Yesterday, we got broadband access at a vacation house. I purchased and Apple Airport Extreme since we are all Mac Users (we have all Cisco routers at home and office, so maybe that was a mistake but I thought this would make life simple). I password protected the network.

I connected my MacBook Air, ipad 3 and iphone 4s yesterday. No problems and things are working perfectly.

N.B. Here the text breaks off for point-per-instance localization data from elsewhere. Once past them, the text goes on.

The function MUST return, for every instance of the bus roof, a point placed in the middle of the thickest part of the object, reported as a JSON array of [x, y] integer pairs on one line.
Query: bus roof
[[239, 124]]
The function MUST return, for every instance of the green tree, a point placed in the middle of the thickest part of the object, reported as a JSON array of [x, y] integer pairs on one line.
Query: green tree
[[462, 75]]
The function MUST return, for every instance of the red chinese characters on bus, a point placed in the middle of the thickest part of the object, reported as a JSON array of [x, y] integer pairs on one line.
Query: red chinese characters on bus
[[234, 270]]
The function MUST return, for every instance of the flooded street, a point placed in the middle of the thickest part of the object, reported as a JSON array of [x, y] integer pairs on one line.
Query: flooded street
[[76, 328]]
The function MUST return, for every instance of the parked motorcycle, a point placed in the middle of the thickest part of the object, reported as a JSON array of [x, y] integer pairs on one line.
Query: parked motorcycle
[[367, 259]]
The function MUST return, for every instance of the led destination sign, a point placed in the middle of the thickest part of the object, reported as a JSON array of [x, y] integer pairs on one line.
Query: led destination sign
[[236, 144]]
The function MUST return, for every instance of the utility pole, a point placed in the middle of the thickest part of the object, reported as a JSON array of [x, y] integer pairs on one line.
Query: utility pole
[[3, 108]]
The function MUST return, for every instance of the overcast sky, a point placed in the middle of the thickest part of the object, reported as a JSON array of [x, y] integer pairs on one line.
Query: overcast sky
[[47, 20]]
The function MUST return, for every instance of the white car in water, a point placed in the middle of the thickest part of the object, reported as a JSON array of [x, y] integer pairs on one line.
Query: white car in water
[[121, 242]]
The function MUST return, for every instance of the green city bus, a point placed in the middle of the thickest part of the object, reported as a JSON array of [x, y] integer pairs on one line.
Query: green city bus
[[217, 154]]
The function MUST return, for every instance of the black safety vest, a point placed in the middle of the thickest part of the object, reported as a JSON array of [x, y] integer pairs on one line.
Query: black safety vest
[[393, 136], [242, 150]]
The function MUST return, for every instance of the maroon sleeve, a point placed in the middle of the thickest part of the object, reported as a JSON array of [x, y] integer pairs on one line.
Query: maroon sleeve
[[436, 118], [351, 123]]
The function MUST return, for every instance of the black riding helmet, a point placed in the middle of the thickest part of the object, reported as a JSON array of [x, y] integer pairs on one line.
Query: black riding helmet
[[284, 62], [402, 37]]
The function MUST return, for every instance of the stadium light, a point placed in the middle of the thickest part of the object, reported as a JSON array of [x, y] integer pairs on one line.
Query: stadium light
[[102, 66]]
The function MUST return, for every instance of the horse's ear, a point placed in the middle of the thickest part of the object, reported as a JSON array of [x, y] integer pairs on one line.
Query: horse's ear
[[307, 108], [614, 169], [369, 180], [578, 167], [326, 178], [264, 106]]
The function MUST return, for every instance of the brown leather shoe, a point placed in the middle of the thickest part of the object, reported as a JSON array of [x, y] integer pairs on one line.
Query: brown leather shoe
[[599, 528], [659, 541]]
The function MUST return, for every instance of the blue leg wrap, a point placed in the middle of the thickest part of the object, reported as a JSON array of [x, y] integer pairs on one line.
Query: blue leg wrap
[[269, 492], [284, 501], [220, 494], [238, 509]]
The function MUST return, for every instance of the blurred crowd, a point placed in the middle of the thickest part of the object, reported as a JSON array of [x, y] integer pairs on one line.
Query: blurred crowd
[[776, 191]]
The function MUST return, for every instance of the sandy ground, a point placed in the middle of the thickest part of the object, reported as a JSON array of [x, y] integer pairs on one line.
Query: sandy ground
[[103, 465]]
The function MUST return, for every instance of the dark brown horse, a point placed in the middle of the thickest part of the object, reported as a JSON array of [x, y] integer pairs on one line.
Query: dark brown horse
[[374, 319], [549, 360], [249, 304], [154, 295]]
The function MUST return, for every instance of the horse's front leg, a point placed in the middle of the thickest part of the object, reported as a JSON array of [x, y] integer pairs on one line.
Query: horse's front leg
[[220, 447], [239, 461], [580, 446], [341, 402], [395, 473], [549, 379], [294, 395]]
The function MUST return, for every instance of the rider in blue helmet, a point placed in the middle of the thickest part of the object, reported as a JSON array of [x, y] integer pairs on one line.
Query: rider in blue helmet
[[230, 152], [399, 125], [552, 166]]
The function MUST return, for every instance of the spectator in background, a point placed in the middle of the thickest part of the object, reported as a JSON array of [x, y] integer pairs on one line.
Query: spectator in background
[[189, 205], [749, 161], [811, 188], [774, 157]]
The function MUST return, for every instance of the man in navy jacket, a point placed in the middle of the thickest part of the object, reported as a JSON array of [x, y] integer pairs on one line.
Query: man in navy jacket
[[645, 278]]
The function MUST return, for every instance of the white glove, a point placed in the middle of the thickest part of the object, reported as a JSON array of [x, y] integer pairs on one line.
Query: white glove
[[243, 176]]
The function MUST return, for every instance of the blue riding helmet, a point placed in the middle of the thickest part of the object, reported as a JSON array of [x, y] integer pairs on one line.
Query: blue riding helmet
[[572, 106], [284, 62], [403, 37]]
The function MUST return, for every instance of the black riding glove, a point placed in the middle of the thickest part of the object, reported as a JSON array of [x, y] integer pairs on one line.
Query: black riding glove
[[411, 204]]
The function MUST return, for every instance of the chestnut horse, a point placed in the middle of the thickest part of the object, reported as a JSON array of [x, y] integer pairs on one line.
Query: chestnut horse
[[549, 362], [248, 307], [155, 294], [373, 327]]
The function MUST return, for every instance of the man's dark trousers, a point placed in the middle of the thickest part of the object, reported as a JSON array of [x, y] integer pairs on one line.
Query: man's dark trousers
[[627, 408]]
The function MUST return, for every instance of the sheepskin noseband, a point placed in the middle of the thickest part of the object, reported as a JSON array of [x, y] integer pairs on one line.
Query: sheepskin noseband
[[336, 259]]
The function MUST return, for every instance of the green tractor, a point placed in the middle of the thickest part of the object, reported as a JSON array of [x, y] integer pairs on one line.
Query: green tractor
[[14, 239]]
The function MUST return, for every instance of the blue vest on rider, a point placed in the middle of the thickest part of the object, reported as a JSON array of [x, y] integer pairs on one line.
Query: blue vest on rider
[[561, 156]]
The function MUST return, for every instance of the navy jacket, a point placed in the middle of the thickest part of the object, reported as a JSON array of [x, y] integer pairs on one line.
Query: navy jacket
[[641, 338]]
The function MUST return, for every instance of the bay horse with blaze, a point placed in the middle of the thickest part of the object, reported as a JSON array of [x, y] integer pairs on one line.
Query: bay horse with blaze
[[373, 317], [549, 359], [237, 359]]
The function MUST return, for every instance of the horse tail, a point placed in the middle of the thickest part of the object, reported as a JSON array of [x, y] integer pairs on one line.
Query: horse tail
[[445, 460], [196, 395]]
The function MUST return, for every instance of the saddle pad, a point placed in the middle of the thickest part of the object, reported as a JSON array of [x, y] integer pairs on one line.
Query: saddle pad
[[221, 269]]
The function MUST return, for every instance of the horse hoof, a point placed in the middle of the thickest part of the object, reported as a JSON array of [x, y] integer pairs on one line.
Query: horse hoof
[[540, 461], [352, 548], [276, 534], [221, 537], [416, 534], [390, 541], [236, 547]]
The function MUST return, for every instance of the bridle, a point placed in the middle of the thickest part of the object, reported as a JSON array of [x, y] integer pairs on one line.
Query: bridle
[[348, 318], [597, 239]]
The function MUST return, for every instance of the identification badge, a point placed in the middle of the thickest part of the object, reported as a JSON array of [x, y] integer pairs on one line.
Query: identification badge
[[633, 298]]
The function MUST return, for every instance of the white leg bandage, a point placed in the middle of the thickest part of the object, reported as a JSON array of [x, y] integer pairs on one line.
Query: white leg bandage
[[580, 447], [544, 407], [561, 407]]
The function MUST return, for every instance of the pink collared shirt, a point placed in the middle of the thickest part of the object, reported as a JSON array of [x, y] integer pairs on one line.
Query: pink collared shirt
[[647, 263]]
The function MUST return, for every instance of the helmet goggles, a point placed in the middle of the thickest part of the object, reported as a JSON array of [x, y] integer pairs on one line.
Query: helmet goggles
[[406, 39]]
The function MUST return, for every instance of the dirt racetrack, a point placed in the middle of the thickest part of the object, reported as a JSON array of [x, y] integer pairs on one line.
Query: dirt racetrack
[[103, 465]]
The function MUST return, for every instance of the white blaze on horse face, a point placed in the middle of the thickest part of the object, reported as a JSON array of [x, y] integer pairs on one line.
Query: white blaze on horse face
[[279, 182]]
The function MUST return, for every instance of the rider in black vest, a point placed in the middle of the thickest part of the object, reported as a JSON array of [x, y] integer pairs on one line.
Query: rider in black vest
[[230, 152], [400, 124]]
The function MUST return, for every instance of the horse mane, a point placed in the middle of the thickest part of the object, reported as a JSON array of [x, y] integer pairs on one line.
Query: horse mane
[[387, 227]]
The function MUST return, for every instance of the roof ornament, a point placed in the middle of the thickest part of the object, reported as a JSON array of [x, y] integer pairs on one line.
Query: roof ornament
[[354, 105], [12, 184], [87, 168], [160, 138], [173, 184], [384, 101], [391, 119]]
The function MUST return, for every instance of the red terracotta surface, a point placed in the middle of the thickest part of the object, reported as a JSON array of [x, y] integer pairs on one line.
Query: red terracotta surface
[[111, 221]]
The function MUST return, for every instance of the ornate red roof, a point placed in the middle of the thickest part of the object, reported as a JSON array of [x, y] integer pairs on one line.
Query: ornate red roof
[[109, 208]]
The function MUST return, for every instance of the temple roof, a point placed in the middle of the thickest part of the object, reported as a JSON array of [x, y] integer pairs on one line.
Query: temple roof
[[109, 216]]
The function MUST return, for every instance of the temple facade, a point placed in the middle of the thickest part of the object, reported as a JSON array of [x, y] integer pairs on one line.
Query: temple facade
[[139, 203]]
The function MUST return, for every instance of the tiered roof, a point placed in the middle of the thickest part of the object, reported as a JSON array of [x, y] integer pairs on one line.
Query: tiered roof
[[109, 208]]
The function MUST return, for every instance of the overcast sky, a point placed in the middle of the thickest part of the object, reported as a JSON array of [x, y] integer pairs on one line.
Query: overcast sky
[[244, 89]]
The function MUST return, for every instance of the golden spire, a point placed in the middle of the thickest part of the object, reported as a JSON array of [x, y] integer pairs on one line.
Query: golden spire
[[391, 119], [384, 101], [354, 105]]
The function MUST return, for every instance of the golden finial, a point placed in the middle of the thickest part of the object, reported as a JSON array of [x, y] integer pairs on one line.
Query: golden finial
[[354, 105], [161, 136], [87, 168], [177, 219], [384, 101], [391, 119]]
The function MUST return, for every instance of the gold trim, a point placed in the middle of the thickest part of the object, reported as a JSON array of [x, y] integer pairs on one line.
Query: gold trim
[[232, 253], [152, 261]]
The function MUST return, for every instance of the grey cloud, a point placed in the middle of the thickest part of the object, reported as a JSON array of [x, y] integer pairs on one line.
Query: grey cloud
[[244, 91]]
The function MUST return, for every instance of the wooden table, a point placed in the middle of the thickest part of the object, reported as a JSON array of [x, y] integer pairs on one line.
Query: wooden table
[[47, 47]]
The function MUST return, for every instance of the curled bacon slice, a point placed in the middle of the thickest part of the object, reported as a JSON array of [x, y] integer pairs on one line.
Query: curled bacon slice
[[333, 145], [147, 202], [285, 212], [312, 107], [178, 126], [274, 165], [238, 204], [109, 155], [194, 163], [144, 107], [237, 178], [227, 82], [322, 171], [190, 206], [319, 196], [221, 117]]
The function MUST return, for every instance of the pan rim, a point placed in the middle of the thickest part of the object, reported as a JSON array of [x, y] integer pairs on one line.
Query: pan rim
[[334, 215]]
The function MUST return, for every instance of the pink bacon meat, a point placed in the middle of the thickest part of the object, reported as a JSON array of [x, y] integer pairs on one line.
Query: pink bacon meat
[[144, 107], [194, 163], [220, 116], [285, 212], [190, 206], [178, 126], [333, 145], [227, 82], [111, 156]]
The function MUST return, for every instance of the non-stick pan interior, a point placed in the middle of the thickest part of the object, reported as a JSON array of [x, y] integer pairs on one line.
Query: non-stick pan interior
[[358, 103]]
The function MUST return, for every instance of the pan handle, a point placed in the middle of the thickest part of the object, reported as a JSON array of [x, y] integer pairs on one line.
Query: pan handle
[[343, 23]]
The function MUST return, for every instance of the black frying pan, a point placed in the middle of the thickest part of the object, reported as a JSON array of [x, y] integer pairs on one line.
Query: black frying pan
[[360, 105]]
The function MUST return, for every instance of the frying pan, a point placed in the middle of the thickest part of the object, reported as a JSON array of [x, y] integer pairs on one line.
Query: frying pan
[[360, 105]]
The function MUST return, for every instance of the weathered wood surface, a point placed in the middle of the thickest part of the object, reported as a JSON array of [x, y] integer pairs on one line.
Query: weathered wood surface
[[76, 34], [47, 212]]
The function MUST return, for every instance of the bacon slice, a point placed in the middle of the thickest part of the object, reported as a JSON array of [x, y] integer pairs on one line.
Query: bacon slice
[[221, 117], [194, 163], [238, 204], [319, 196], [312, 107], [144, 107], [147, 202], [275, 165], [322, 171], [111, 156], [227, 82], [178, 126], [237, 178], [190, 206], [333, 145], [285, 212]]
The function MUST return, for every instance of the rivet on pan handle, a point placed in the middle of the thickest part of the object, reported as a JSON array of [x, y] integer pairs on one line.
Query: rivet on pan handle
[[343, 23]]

Today, my wife tried to join the network and it says Self-Assigned IP address 169.x.x.x this device may not connect to the internet. So, I deleted the network, and tried again. I rebooted. I rebooted the Airport Extreme. I released DHCP under Advanced. Nothing worked.

I connected the computer to the router via an ethernet cable. The computer recognizes that it is connected to the internet but will not connect.

Today I tried to connect my kids iphones and computer and ipad to the network. I can't make any of them connect.

Is this a problem with the Airport Extreme? Should I return it? Or is this a problem of another kind?


----------



## JazzySOUL (Apr 26, 2011)

Sounds like your dhcp server isnt working and yet your devices are set to receive IP addresses automatically, not statically. Any IP address that starts with 169 is given by apipa in the absense of dhcp.


----------



## shawbridge (Aug 19, 2012)

Thanks. So, how do I get the dhcp server to give out IP addresses? Where is the dhcp server (in the router, the modem, or the ISP)? What software do I use to work with the dhcp server?

If that is the explanation, why were the first three devices able to make a connection to the network?


----------



## JazzySOUL (Apr 26, 2011)

Do the IP adrs of the other devices also start with 169? I think my original diagnosis was wrong. If your other devices are connecting then it means your dhcp is working. That means that your mac isnt setup properly, it doesnt get it's IP adress from the dhcp server because it doesnt know where the dhcp server is. Get to your mac's nic interface and change the settings there so that they point to the dhcp server (probably your router).


----------



## shawbridge (Aug 19, 2012)

No, the computer that did connect has IP address 192.168.100.100. I don't know about the iphone and ipad (wouldn't know where to look for IP addresses on those).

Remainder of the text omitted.